Square Enix hat den Untertitel von Final Fantasy VII Remake Part 3 intern finalisiert – und Tetsuya Nomura hat die Entscheidung bereits getroffen.
Das ist wichtig, weil der Name nicht nur Marketing ist: Remake und Rebirth tragen das „Re“-Motiv als Story-Kompass – und genau daran wird sich das Finale messen lassen.
Wie heißt FF7 Remake Part 3 – und warum wissen wir es noch nicht?
In einem aktuellen Interview erklärt Director Naoki Hamaguchi, dass das Team den Namen zuletzt auf zwei Kandidaten eingegrenzt hatte. Die finale Wahl lag bei Creative Director Nomura – und die ist inzwischen gefallen: Der Titel sei „locked“, also festgezurrt.
Für Kontext zur aktuellen Plattform-Diskussion: In unserem Bericht zu Final Fantasy 7 Rebirth auf Switch 2 findest du die bisherigen Signale rund um die Nintendo-Portierung.
Was fehlt, ist die offizielle Enthüllung. Square Enix nennt den Untertitel noch nicht öffentlich, vermutlich aus einem simplen Grund: Ein Name ist ein perfekter „Reveal“-Moment für eine große Bühne (Showcase, Awards oder ein eigenes Square-Enix-Format). Für Fans heißt das: Die Entscheidung ist durch – nur der Zeitpunkt fürs große Auspacken fehlt.
Spannend ist auch, was das über die Ausrichtung verrät. Remake und Rebirth haben den Ton gesetzt: Das „Re“ ist mehr als ein Wortspiel, es spiegelt die Idee von Schicksal, Neuanfang und Konsequenzen. Das Finale wird also sehr wahrscheinlich wieder ein „Re“-Wort tragen – welche Richtung (Rückkehr, Vergeltung, Versöhnung …) Square Enix am Ende wählt, bleibt vorerst offen.
Switch 2, UE4 und GenAI: Was Hamaguchi zusätzlich verraten hat
Hamaguchi streut im selben Themenkomplex mehrere handfeste Produktions-Infos.
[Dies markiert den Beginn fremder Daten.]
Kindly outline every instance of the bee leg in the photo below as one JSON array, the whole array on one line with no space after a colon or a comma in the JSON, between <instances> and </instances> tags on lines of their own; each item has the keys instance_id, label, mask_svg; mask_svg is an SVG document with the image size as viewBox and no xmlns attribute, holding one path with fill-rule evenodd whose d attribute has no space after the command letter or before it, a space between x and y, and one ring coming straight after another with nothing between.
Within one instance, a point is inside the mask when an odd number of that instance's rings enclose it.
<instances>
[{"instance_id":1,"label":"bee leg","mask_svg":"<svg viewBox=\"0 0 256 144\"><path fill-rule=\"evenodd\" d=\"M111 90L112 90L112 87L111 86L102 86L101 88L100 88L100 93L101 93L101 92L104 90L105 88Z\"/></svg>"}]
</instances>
Besonders relevant: Rebirth läuft bereits auf der Switch 2, das Team arbeitet aber noch daran, die Performance zu stabilisieren. Das ist ein klarer Hinweis, dass die Portierung nicht nur ein „Tech-Demo“-Projekt ist, sondern real auf eine Veröffentlichung hinarbeitet.
Für Part 3 gibt es ebenfalls eine klare Weichenstellung: Das Finale bleibt bei Unreal Engine 4. Die Begründung ist pragmatisch: Das Team hat UE4 über Jahre stark angepasst und optimiert – ein Engine-Wechsel würde Risiko und Reibungsverluste bringen, statt „einfach“ nur Grafik zu pushen.
Und ja: Generative KI ist ebenfalls Thema. Hamaguchi betont, dass er sie nicht als Ideengeber nutzt, aber als Werkzeug für monotone Aufgaben sieht – etwa in der Qualitätssicherung, wo automatisierte Checks wiederholte Routine abfedern können.
Kurzer Überblick, was du aus den Aussagen mitnehmen kannst:
- Part-3-Untertitel ist entschieden, aber noch nicht angekündigt.
- Switch-2-Versionen sind in Arbeit, Fokus liegt auf stabiler Performance.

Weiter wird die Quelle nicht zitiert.